When \[{x^{1999}} \div {x^2} - 1\] , Find remainder?

Answer 1

Hint: In order to solve the question given above, we have first multiplied the divisor by the dividend. After doing this, we get a simple result with the help of which we can simplify our answer and find the remainder easily. We can use one more method to solve the above question, where we make use of \[{p_n}\left( x \right) = {x^n} + {c_{n - 1}}{x^{n - 1}} + ..... + {c_0}\] .
Formula used:
We can solve the above question using two simple methods.

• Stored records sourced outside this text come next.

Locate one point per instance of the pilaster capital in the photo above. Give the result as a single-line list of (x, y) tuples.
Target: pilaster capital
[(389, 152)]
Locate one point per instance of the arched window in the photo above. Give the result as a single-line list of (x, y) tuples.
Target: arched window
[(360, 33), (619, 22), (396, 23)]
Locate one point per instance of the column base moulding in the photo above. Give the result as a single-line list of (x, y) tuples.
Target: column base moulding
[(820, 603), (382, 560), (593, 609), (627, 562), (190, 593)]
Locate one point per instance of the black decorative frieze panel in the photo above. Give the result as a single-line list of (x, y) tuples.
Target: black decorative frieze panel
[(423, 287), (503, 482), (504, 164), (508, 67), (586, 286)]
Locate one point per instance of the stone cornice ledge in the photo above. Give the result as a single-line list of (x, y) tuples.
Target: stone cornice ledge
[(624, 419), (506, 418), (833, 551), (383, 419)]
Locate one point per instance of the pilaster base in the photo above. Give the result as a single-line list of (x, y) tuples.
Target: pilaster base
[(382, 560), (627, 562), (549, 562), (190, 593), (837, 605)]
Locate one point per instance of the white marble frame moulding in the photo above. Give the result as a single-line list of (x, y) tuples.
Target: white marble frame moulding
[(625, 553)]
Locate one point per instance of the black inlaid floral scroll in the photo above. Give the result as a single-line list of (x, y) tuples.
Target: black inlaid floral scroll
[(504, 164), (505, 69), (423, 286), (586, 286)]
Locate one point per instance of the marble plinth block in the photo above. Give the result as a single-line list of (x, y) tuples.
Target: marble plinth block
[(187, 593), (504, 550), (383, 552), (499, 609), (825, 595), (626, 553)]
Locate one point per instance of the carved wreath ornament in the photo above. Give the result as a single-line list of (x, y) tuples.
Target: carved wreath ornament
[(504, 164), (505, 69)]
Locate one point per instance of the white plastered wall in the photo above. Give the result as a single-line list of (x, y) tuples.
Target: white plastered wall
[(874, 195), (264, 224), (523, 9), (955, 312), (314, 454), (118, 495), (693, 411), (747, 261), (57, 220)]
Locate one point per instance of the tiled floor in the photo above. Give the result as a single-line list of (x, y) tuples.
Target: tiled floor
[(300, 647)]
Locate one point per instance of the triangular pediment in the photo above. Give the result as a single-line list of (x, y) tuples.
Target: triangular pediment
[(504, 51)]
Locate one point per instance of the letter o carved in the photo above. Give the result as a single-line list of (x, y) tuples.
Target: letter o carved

In the second method we will use the formula \[{p_n}\left( x \right) = {x^n} + {c_{n - 1}}{x^{n - 1}} + ..... + {c_0}\] .

Complete step by step solution:
We have to find the remainder of \[{x^{1999}} \div {x^2} - 1\] .
We know that,
 \[
  {x^{1999}} \div {x^2} - 1 \\
  \left( {{x^2} - 1} \right)\left( {{x^{1997}} + {x^{1995}} + {x^{1993}} + ........ + {x^3} + x} \right) \\
   \Rightarrow {x^2}\left( {{x^{1997}} + {x^{1995}} + {x^{1993}} + .... + {x^3} + x} \right) - \left( {{x^{1997}} + {x^{1995}} + {x^{1993}} + ... + {x^3} + x} \right) \;
 \] .
Now, open the brackets and subtract the necessary terms, we get,
 \[{x^{1999}} - x\] .
So,
 \[{x^{1999}} = \left( {{x^2} - 1} \right)\left( {{x^{1997}} + {x^{1995}} + {x^{1993}} + ........ + {x^3} + x} \right) + x\] .
This can be written as:
 \[\dfrac{{{x^{1999}}}}{{\left( {{x^2} - 1} \right)}} = {x^{1997}} + {x^{1995}} + {x^{1993}} + ........ + {x^3} + x\] , with the remainder \[x\] .
So, the correct answer is “x ”.

Note: This question can be solved in yet another way.
We know that,
 \[{p_n}\left( x \right) = {x^n} + {c_{n - 1}}{x^{n - 1}} + ..... + {c_0}\]
Now,
 \[{x^n} = {p_{n - 2}}\left( {{x^2} - 1} \right) + ax + b\] where \[n \geqslant 2\] .
So, from this, we have:
 \[{\left( { - 1} \right)^n} = a\left( { - 1} \right) + b\]
 \[ \Rightarrow 1 = a + b\] .
On solving this, we have:
 \[a = \dfrac{{1 - {{\left( { - 1} \right)}^n}}}{2}\] ,
And \[b = \dfrac{{1 + {{\left( { - 1} \right)}^n}}}{2}\] .
Now, in the above question we have \[n = 1999\] , so we have:
 \[a = 1\] , \[b = 0\] and the remainder is \[x\] .